Adaptation au vieillissement de la population

Depuis quelques années, les AIRP se sont ouverts à une nouvelle thématique: le vieillissement de la population. Il y a deux ans, un atelier a par exemple été consacré à l’adaptation des logements du bailleur social Picardie Habitat à cette nouvelle donne.

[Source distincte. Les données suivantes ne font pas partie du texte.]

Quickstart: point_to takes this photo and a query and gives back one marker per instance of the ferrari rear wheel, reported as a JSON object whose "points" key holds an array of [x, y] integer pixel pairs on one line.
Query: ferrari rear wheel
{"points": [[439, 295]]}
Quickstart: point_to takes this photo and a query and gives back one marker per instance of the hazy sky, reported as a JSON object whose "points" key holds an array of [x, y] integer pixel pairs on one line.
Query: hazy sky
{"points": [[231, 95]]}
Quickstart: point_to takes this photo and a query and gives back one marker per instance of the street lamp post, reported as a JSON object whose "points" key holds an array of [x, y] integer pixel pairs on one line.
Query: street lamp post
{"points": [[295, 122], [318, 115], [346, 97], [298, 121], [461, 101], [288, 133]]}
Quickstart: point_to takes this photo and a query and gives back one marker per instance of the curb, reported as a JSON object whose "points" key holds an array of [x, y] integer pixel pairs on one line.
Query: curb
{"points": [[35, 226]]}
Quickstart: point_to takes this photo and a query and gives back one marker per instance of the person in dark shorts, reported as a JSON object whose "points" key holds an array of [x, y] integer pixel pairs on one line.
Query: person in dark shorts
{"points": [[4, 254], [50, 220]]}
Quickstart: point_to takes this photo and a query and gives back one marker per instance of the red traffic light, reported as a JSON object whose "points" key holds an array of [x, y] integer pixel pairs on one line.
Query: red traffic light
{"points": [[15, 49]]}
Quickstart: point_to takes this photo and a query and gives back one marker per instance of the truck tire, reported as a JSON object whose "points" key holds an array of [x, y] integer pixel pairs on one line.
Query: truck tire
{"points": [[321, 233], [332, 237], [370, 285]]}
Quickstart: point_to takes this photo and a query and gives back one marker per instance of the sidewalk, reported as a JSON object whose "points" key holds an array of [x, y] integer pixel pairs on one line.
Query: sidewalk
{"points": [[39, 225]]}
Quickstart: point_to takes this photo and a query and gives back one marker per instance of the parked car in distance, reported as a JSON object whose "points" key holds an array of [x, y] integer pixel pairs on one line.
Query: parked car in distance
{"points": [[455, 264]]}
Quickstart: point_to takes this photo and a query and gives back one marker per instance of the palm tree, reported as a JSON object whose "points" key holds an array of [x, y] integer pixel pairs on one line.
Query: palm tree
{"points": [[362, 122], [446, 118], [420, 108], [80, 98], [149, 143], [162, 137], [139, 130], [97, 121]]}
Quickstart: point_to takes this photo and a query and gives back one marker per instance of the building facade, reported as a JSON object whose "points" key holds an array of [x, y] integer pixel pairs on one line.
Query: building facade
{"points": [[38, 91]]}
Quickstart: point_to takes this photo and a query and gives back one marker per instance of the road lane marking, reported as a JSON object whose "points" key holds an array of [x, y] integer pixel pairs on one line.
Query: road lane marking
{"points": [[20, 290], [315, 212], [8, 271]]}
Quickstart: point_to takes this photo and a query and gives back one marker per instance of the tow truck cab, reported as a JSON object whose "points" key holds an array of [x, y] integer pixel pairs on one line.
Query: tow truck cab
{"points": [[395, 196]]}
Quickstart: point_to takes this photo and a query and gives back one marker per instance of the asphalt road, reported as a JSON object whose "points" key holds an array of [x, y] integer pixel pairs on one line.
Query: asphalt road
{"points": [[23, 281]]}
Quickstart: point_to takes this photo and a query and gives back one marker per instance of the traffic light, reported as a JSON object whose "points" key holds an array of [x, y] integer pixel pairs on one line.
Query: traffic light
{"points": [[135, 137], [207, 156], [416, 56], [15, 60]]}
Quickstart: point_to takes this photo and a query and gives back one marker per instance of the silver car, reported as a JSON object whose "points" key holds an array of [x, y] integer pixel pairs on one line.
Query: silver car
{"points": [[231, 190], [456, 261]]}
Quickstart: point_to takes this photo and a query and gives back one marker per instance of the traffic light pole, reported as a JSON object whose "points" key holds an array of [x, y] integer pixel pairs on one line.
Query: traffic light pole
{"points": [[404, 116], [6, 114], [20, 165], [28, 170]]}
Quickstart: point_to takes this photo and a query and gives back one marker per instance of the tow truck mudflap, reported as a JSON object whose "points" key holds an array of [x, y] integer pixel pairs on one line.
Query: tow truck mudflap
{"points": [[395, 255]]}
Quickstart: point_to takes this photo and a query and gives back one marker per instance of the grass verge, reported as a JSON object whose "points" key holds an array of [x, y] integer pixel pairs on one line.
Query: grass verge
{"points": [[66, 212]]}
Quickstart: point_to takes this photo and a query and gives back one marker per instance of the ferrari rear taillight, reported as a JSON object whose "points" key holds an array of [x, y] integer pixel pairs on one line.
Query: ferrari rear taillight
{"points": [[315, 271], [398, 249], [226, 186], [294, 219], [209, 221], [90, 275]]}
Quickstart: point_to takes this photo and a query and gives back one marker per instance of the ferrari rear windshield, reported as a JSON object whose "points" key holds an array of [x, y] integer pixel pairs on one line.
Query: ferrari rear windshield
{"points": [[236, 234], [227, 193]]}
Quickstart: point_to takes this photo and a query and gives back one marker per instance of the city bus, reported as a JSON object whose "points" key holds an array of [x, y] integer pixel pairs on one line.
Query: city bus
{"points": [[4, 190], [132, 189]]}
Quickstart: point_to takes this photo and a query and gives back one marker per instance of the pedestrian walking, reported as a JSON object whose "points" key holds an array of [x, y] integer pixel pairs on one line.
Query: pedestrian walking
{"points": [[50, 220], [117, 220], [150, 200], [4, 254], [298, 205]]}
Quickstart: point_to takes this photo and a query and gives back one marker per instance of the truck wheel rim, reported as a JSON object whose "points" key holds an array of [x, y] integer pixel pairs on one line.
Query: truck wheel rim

Les étudiants ont imaginé des solutions pour sécuriser les déplacements des personnes âgées dans l’appartement, assurer leur bien-être physique et psychique, faciliter le travail des aidants… Actuellement, un deux-pièces intégrant leurs propositions est en cours d’aménagement.

Le prochain AIRP, en janvier-février 2018, étendra ce thème du vieillissement aux problématiques d’urbanisme et de liaison ville-hôpital. « L’objectif étant de maintenir les personnes en perte d’autonomie le plus longtemps possible chez elles, il faut qu’elles puissent accéder facilement aux soins et à tous les services dont elles ont besoin, explique Pierre-Henri Dejean. C’est un objectif qui soulève de nombreuses questions : quels services de médecine à distance développer, comment optimiser les transports domicile-hôpital, où est-il pertinent d’implanter des logements adaptés dans la ville, comment sécuriser les déplacements des personnes âgées sur les trottoirs, etc. ? »

Cet atelier, qui se déroulera en partenariat avec un établissement hospitalier et une municipalité, conjuguera des compétences encore plus diversifiées qu’à l’ordinaire, puisqu’il réunira des élèves ingénieurs de l’UTC, des étudiants en ergothérapie, en kinésithérapie et en robotique de l’UPMC et des étudiants en géographie et philosophie de Paris-Sorbonne. C’est un des projets lauréats du dernier appel d’offres sur des initiatives pédagogiques innovantes de Sorbonne Universités.